Basque country is unique -- it has its own culture (see traditional dress below)...

...its own language, which is virtually unintelligible to anyone else, and thus makes sign-reading quite challenging...

...and most of all, its cuisine (land of pimentos and huge variety of fish)-- and San Sebastian is the capital of Spanish cuisine  with more Michelin stars than anywhere else in the country.  

Now I am not a "foodie", but even I can appreciate the incredible, delicious "pintxos", the small portions of various dishes, often stacked on pieces of bread.  What an array of "open-faced sandwiches" from which to choose for lunch, from a huge selection of restaurants in the old town!

Now I had to decide:  head back to France, or continue south in Basque Country Spain for a little more than an hour, to hit a bucket list item:  the Guggenheim Museum in Bilbao, the architectural icon designed by Frank Gehry?  Ah....no contest.... ;)

...and then the drive back through the Pyrenees, to St Jean...  I did the whole drive myself, no maps, no GPS -- just great roads and great signage!  :)

DAY 3:  Today I was going to explore more of the interior of French Basque country -- some of the small towns.  Out of St. Jean, first stop was Ascain, where I bought a long, white traditional Basque white linen dress/robe at the "brocante" pictured (but it wasn't second-hand, so more of a "boutique" than a "brocante"):

I went through Col de Saint Ignac and right past its tourist train to La Rhune (in the mountains) as fast as I could because SO crowded with tourists, stopping along the curving, mountain route for some views that appealed to me:

...and then into the town of Sare...

I was captivated by the cemetery (as I often am), its workers, and its adjacent church.  
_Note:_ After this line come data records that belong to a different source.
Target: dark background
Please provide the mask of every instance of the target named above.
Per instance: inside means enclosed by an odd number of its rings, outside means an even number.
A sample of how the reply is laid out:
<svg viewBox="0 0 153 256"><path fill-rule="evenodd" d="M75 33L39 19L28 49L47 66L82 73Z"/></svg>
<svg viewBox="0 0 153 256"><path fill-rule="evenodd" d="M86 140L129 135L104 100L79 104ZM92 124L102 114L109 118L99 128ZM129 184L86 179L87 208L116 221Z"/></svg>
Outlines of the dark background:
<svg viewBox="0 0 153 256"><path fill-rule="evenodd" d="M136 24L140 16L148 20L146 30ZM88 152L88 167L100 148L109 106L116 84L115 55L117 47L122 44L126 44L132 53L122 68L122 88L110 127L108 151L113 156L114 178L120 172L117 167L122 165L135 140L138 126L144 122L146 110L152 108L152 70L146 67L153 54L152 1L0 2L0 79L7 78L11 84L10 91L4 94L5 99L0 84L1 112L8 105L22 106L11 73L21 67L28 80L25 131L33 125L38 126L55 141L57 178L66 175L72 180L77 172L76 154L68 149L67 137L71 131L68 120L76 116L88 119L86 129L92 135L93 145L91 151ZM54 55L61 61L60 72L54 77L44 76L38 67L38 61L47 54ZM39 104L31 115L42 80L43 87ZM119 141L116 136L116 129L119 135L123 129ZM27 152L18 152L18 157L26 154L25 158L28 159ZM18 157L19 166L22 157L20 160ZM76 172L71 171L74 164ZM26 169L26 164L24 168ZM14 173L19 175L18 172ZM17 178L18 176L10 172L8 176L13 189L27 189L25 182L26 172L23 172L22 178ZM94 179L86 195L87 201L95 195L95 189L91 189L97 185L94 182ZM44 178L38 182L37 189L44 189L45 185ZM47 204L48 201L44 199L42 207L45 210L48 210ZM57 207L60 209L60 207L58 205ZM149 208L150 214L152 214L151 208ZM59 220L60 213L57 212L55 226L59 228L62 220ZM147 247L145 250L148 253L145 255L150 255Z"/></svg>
There was a family also looking at the tombstones, and the woman was saying she'd never seen a decoration like this one, with the beading and flowers behind glass:

Church interior

Final stop - "Arnaga", the estate in Cambo les-Bains of Edmond Rostand, poet/writer/playwright, who wrote "Cyrano de Bergerac" and "Chanticleer" (hence the big bird costumes!)

The formal French gardens in the front of the property...

...and the less formal, "English" gardens in the back.
Rostand was, above all, a man of the theatre -- and his home certainly reflected that!

Rostand suffered from terrible depression, which finally drove his longtime wife Rosemonde Gérard into the arms of another man, with whom she stayed for 20 years.  Edmond also found someone else, a young actress, but he continued to suffer from depression and moved into this tiny bedroom to spend most of his time.  (Boy, bet that young actress was NOT pleased!)

These are the rooms of Rosemonde Gérard, Edmund's wife -- a writer and poet who gave up her very promising career to help her husband with his.  She is perhaps best known for coining the phrase "Plus que hier, moins que demain" (more than yesterday less than tomorrow"), which she wrote to Rostand in full as:

"Car, vois-tu, chaque jour je t'aime davantage,
Aujourd'hui plus qu'hier et bien moins que demain".

Because, you see, every day I love you more -- 
today more than yesterday and even less than tomorrow.

What I particularly like, is the sentiment of this  plaque posted at the front door (my translation):

"You who come, partake in our pale light and be seated at the banquet 
of the changing horizons, entering only with your heart, 
bringing in nothing of the world (outside), and speaking not of what others say."  
-- Edmond Rostand for Arnaga

A la prochaine -- 



  1. Great trip and travelog. Arnaga is reminiscent of Versailles - similar timeframe?